I did a lot of research and learned a great deal about the mannerisms of that period. It was a little stressful though, because I was planning for my wedding at that time, and was literally juggling alterations on my gown and alterations on the show! Not to mention I got rear-ended on the freeway in the midst of all this...talk about stress! Well, if anything, I learned that if I can survive planning a wedding and doing a full-on period show while getting my accident taken care of, I can handle anything!

Some sketches:


Mrs. Sullen

The Thieves, Bagshot and Hounslow

Mr. Sullen

This is an example of a "Color Plot" that I usually put together to show the director the overall palette for the entire show, esp when the cast is large. I also bring copies of the color plot with me to swatch for fabrics.

Life Drawing with Marker

I took a life drawing class at UCLA my last quarter with Jacquline Wazir, and fell in love with marker rendering. It's so fast, esp b/c you can't really go back and fix anything you don't like.
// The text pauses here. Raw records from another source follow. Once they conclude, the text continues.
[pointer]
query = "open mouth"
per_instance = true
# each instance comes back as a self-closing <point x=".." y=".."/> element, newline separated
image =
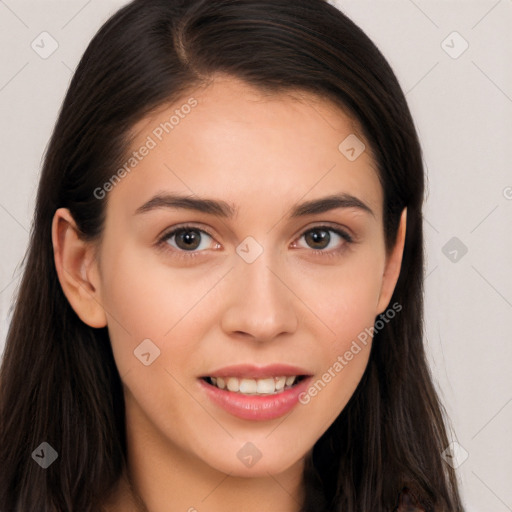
<point x="258" y="387"/>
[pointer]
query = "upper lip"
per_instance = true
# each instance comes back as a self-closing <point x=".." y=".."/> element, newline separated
<point x="251" y="371"/>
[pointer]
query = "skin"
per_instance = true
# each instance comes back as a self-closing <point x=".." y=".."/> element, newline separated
<point x="261" y="154"/>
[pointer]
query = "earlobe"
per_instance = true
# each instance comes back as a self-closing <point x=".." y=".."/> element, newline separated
<point x="393" y="266"/>
<point x="77" y="269"/>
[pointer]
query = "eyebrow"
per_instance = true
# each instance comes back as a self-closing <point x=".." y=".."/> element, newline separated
<point x="224" y="209"/>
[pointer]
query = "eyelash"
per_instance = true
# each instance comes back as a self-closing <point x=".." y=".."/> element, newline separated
<point x="162" y="241"/>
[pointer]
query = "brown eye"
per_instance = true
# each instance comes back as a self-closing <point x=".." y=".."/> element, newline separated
<point x="318" y="238"/>
<point x="188" y="239"/>
<point x="325" y="239"/>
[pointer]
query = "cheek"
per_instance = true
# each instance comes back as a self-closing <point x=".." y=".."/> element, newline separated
<point x="146" y="299"/>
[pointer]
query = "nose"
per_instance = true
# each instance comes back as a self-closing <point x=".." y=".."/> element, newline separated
<point x="260" y="304"/>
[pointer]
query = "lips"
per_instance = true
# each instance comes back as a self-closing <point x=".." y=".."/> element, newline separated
<point x="256" y="393"/>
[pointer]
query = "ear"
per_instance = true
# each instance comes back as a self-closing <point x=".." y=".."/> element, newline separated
<point x="77" y="269"/>
<point x="393" y="266"/>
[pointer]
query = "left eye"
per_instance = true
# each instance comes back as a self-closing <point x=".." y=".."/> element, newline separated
<point x="320" y="238"/>
<point x="192" y="239"/>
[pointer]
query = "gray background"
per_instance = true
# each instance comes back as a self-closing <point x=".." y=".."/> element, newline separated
<point x="462" y="105"/>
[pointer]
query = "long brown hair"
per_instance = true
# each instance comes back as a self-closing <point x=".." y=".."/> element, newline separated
<point x="58" y="380"/>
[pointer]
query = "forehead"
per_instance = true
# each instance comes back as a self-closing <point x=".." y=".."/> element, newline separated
<point x="232" y="141"/>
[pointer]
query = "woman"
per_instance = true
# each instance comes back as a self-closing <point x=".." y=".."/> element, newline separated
<point x="222" y="299"/>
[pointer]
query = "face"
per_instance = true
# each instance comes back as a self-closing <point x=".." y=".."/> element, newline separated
<point x="267" y="279"/>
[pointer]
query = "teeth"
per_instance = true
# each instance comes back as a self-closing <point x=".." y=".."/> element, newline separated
<point x="290" y="380"/>
<point x="267" y="386"/>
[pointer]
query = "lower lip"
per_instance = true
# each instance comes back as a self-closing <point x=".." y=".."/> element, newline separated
<point x="253" y="407"/>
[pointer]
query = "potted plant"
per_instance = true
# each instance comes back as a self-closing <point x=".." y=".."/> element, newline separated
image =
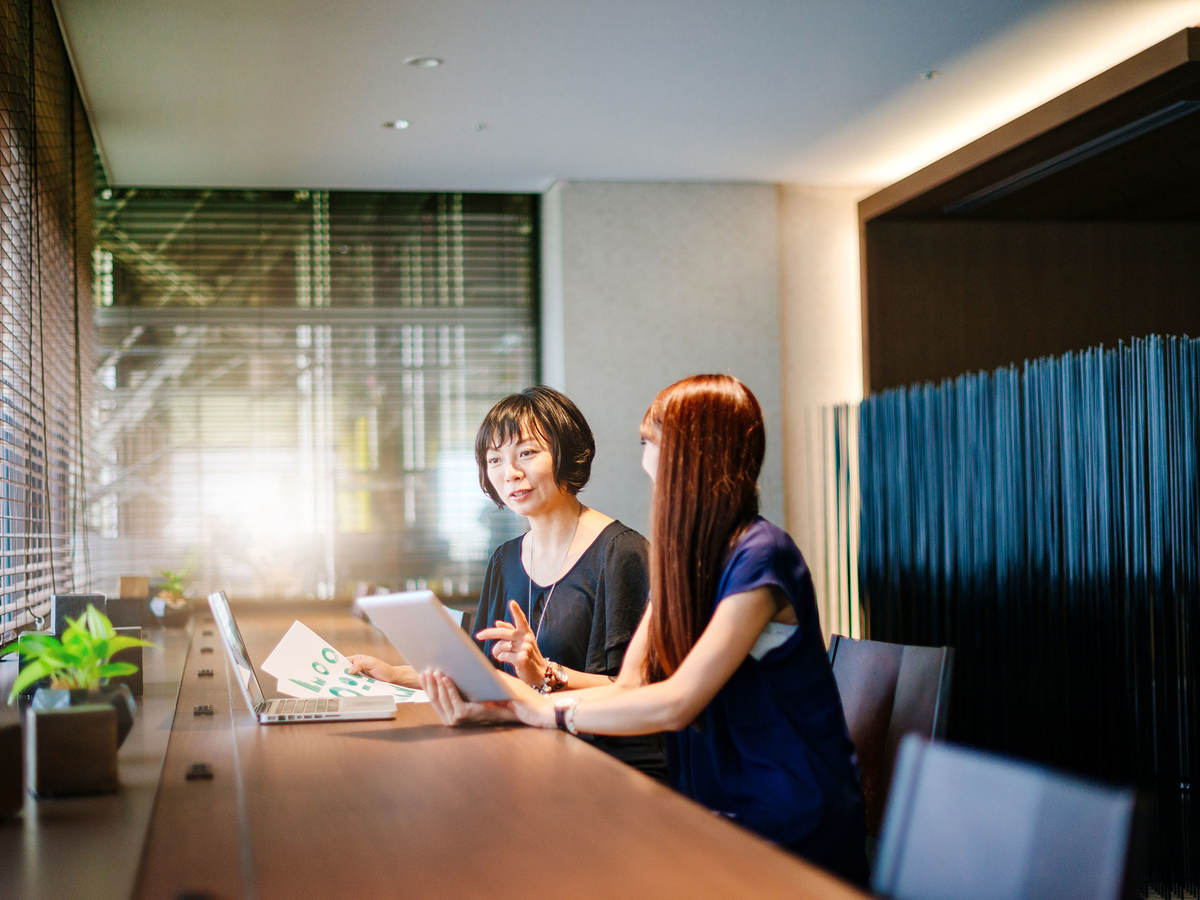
<point x="169" y="603"/>
<point x="78" y="666"/>
<point x="75" y="726"/>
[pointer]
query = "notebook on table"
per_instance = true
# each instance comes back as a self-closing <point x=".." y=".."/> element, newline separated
<point x="273" y="711"/>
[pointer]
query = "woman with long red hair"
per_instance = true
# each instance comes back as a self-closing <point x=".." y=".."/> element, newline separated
<point x="729" y="658"/>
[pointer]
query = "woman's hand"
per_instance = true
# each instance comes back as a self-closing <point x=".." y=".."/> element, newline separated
<point x="453" y="709"/>
<point x="372" y="667"/>
<point x="517" y="646"/>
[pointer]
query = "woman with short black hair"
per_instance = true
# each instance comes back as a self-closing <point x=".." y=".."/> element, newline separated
<point x="559" y="604"/>
<point x="729" y="659"/>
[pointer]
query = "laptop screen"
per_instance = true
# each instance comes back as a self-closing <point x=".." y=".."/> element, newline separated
<point x="237" y="649"/>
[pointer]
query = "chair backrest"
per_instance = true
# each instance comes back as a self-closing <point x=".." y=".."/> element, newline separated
<point x="888" y="690"/>
<point x="966" y="823"/>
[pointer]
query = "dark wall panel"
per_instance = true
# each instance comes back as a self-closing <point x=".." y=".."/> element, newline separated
<point x="946" y="298"/>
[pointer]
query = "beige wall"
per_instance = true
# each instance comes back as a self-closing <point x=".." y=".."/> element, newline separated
<point x="646" y="283"/>
<point x="822" y="364"/>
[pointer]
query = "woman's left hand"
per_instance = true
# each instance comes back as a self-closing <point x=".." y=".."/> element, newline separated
<point x="517" y="646"/>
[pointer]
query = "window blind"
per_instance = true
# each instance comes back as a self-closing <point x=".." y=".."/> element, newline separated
<point x="289" y="383"/>
<point x="46" y="156"/>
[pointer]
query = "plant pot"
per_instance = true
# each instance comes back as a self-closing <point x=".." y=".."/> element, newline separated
<point x="71" y="750"/>
<point x="118" y="696"/>
<point x="12" y="796"/>
<point x="172" y="613"/>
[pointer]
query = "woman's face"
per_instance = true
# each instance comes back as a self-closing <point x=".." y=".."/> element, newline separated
<point x="651" y="457"/>
<point x="522" y="474"/>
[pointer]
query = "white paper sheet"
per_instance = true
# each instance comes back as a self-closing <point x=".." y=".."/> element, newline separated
<point x="306" y="665"/>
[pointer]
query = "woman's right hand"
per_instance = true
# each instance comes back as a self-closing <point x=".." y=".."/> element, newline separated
<point x="375" y="667"/>
<point x="453" y="709"/>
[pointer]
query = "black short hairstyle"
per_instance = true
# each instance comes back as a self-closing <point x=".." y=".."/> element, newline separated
<point x="547" y="414"/>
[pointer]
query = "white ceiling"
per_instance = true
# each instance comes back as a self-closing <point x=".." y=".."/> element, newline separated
<point x="293" y="93"/>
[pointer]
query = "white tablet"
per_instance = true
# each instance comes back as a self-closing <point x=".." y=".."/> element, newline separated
<point x="421" y="628"/>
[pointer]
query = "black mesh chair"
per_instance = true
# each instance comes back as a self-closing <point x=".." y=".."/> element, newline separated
<point x="888" y="690"/>
<point x="963" y="823"/>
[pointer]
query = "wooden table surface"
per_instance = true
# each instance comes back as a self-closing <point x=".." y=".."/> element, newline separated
<point x="411" y="808"/>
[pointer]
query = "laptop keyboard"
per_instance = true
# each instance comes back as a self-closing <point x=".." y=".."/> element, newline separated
<point x="304" y="707"/>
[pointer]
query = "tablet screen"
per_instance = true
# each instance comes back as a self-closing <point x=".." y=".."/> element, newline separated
<point x="421" y="629"/>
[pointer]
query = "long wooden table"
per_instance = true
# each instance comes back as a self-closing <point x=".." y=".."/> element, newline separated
<point x="411" y="808"/>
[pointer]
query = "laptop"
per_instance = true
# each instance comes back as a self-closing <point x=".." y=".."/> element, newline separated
<point x="287" y="709"/>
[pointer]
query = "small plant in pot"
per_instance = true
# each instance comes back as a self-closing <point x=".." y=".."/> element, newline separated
<point x="78" y="666"/>
<point x="169" y="603"/>
<point x="73" y="727"/>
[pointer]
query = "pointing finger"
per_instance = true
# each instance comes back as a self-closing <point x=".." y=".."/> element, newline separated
<point x="519" y="618"/>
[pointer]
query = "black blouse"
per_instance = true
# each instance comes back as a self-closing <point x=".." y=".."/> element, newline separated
<point x="587" y="623"/>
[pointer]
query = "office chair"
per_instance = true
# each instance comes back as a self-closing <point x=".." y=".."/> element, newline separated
<point x="888" y="690"/>
<point x="963" y="823"/>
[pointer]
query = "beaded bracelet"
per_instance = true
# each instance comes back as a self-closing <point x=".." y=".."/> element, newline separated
<point x="555" y="678"/>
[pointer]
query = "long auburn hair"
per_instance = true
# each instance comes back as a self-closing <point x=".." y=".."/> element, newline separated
<point x="711" y="439"/>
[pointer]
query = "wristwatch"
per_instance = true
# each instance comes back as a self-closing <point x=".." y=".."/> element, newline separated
<point x="564" y="714"/>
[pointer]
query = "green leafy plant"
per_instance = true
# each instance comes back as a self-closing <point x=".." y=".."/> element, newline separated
<point x="79" y="660"/>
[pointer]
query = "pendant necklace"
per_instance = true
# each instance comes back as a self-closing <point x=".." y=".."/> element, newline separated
<point x="545" y="606"/>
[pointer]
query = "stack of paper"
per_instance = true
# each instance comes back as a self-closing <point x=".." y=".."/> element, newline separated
<point x="306" y="665"/>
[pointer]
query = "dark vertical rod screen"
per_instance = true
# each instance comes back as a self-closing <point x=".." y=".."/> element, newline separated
<point x="1043" y="520"/>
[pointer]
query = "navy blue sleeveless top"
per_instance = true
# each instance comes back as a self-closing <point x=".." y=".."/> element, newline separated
<point x="771" y="750"/>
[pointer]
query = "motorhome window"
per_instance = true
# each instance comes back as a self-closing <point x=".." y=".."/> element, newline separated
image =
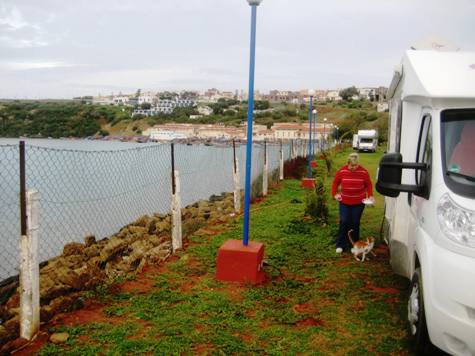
<point x="424" y="151"/>
<point x="398" y="126"/>
<point x="458" y="150"/>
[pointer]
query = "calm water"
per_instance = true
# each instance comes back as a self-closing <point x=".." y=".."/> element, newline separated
<point x="97" y="187"/>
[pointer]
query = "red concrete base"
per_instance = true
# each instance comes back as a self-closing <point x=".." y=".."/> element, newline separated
<point x="308" y="183"/>
<point x="239" y="263"/>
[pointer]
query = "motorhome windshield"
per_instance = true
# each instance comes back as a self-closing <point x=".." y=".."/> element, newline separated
<point x="458" y="145"/>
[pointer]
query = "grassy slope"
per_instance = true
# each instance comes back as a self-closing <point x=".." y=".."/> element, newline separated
<point x="314" y="302"/>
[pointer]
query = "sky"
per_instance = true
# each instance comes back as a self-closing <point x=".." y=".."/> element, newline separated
<point x="67" y="48"/>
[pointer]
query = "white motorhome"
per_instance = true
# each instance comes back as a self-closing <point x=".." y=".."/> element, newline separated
<point x="367" y="140"/>
<point x="428" y="178"/>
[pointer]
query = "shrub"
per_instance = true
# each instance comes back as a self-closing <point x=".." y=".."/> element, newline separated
<point x="316" y="203"/>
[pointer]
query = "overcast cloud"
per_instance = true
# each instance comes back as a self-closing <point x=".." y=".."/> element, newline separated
<point x="61" y="49"/>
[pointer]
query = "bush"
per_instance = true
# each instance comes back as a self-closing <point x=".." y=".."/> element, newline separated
<point x="316" y="203"/>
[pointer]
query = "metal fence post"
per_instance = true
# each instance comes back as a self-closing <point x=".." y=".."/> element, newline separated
<point x="176" y="205"/>
<point x="29" y="266"/>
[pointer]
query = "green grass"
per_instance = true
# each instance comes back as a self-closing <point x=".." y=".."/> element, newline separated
<point x="189" y="312"/>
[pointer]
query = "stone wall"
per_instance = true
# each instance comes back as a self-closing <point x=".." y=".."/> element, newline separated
<point x="84" y="266"/>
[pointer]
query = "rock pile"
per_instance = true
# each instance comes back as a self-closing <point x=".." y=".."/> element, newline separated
<point x="84" y="266"/>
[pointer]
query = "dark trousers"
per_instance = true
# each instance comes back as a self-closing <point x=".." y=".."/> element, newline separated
<point x="350" y="216"/>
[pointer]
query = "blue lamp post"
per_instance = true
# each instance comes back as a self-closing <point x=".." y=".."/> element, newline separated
<point x="250" y="110"/>
<point x="315" y="130"/>
<point x="311" y="93"/>
<point x="324" y="134"/>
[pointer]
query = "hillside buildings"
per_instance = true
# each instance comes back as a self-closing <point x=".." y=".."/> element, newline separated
<point x="154" y="103"/>
<point x="278" y="132"/>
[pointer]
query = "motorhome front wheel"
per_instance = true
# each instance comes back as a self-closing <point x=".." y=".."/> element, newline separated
<point x="416" y="315"/>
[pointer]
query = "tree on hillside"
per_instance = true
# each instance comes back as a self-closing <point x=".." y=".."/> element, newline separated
<point x="348" y="93"/>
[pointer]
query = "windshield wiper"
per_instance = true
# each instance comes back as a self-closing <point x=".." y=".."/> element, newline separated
<point x="469" y="178"/>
Once you put the marker down on paper, that's it!
note: Probably my favorite model--Jackie always said curvy models are the best to draw. It's true! This one was probably a 10 minute pose.

This was my homework assignment--finding a photo in a magazine and sketching it out. It was intimidating at first b/c I didn't know if I would be able to capture the photo quite right, but I think it turned out well. :)

"The Matchmaker"

This is a beautifully written story that the famous musical "Hello Dolly" was based on. I loved doing the research on the 1880s, where the silhouettes changed so much. I also loved the texture of all the fabrics I found for the costumes.

Monday, April 2, 2007

"The Last Mass at St. Casimir's"

This is the last production I designed costumes for. I love the story--it is beautifully written by Tom Dudzick, with a lot of humor as well as depth. Set in 1977 during the blizzard in Buffalo, NY, "Last Mass" tells the story of the Pazinski family who find themselves stuck in the house together during the storm. It is directed by Glenn Casale. The show opened on June 1st, 2007, at La Mirada Theater, CA.
Production Photos are finally in!

This is the color palette that I painstakingly rendered using Photoshop, which I'm still an amateur at (should have studied graphic arts as well).

Rough sketches for some of the characters, including research inspiration collages.


I was so excited to have gotten the opportunity to design "Proof" with Brian Kite, one of my favorite directors. I also have a personal attachment to the story b/c the story is based in Evanston, IL, and the leading lady Catherine goes to Northwestern Univ, where I got my bachelor's from! In fact, this was the first design project I received while at NU. It was a blast, and the cast was incredible.

This show ran from October 13th~29th, 2006, at La Mirada Theater, CA, and received rave reviews in the L.A. Times. Way to go gang!
Some Production Photos:

Some quick marker renderings:

Oh, and this is what I usually make for a show that has many costume changes. It's called a "Color Plot". It's a tool for me to communicate to the director my ideas of color progression throughout, as well as see how each character's colors work with other ones on stage at the same time. It's just quickly painted 4" thumbnails of my designs, taped onto an illustration board. But this one prob got tossed out at the fitting room area! : 0 Ah well...at least I got a picture of it.